Review Komik Eclipse #6 (2017)

Di cerita sebelumnya, Rose / Cielo tetap merasa hidupnya tidak tenang meski pendeta albino yang berusaha membunuhnya sudah berhasil dikalahkan. Ia mencoba mencari David Baxter (Bax) untuk meminta bantuan, namun Bax sendiri saat itu sedang diminta untuk menangani suatu misi di pinggiran kota. Pertemuan tanpa sengaja dengan kapten James Averly membuat Cielo mempercayai niat Averly untuk membantunya. Sementara itu, Bax menyadari bahwa ada sesuatu di balik misi yang ditugaskan kepadanya. Sesuatu yang tanpa disangka berkaitan dengan misteri kemampuan pendeta albino untuk bertahan dari radiasi sinar matahari. Apa yang akan terjadi selanjutnya di sinopsis komik Eclipse #6 berikut ini?

Sinopsis Komik *SPOILER*

As Cielo digs further for answers, she meets a new ally in the city’s seedy and secret Underground, but also finds herself pursued by her father’s agents. Meanwhile, Bax has discovered a new man in the wasteland who doesn’t burn in the sunlight, but to learn more, Bax must confront an old friend turned dangerous enemy.

Story: Zack Kaplan
Art / Cover: Giovanni Timpano
Tanggal Rilis: 19 April 2017

Berbekal pin berbentuk sayap yang ia temukan dalam kumpulan barang bukti kasus pendeta-anti-sinar-matahari, Cielo pergi menemui orang yang dikenal dengan nama The Conductor di pasar gelap.
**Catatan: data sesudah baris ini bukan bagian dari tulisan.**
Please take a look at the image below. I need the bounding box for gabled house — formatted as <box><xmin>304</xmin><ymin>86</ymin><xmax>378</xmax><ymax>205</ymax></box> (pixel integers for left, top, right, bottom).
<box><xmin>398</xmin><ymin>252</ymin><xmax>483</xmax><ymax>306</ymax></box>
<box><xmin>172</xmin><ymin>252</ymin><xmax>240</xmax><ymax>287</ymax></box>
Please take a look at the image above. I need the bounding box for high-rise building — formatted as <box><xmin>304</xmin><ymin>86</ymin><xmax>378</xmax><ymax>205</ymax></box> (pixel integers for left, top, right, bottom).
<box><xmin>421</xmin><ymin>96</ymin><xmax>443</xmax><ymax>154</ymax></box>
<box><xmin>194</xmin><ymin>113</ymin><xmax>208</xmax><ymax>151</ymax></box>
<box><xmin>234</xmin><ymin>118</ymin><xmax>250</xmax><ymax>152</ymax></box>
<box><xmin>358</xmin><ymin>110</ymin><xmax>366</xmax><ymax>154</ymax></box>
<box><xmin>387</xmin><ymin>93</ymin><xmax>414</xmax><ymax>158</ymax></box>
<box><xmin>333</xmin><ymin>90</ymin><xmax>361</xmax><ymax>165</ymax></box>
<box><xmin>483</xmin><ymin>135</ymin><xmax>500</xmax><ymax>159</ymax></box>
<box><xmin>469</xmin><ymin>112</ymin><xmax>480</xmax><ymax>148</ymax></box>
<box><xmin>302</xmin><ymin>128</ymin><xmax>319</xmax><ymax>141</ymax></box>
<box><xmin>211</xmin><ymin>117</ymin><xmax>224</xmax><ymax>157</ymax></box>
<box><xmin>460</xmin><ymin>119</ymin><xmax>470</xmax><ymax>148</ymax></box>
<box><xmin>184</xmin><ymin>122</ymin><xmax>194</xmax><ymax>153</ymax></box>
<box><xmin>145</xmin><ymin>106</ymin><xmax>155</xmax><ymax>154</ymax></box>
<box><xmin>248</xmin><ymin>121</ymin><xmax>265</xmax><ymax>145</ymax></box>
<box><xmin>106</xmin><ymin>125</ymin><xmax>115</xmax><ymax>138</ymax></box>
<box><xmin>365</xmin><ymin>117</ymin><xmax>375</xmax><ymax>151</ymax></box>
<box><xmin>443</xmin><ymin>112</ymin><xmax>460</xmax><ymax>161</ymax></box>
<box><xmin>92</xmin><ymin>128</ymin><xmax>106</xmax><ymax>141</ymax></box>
Tanpa disangka, The Conductor memberitahunya bahwa Cielo saat ini sedang diperalat oleh ayahnya sendiri untuk membawa mereka menuju tempat The Conductor berada agar bisa menahannya. Dan ternyata benar, tak lama kemudian, kapten Averly, walikota Brandt, dan anak buah mereka datang untuk menangkap The Conductor. Seraya memberikan lentera yang ia bawa pada Cielo, The Conductor mempersilahkan Cielo untuk melihat sendiri kebenaran yang ada. Ia juga sempat menegaskan bahwa pertanyaannya bukan “kenapa” pendeta tersebut berniat untuk membunuh Cielo, melainkan “darimana” pendeta tersebut berasal.

Ayah Cielo berusaha membujuk Cielo untuk mendekat ke arahnya, namun Cielo lebih mempercayai The Conductor. Setelah mengambil lentera dari tangan The Conductor, Cielo bergegas berlari menuju arah yang ditunjuk oleh The Conductor. Satu demi satu anak buah walikota yang mengejar Cielo terpaksa meregang nyawa, terkena paparan sinar matahari tanpa sengaja. Namun walikota Brandt yang memang menyayangi Cielo tetap keukeuh mengejarnya, hingga akhirnya ia melihat sendiri bagaimana Cielo tercebur ke dalam saluran pembuangan air dan terbawa arus menuju lubang keluar.

Sementara itu, Bax (David Baxter) diminta untuk bernegoisasi dengan mantan walikota Holden, bahan makanan atau apalah ditukar dengan si manusia-anti-sinar-matahari. Holden ternyata telah bersiap menunggunya di dalam dan sama sekali tidak berniat untuk melakukan negosiasi. Ia menegaskan bahwa Bax mungkin sama sekali tidak tahu apa yang sebenarnya telah terjadi dan ia telah dimanfaatkan untuk membuat Holden dan pasukannya lengah. Benar saja, tak lama datanglah sepasukan tentara lengkap dengan tank, yang tanpa basa-basi meledakkan tembok ‘benteng’ markas Holden, mengakibatkan sinar matahari masuk ke dalam dan membunuh orang-orang di sana…


Beuh, makin seruuuu. Sepertinya makin jelas bahwa walikota Brandt (dan kapten James Averly) punya agenda jahat yang disembunyikan selama ini. Tidak hanya tega memperalat Bax, Cielo sendiri pun ia manfaatkan. Sayangnya untuk misteri manusia-anti-sinar-matahari masih belum juga ada petunjuk. Semoga bukan sengaja untuk diulur lagi ke miniseri putaran ketiga.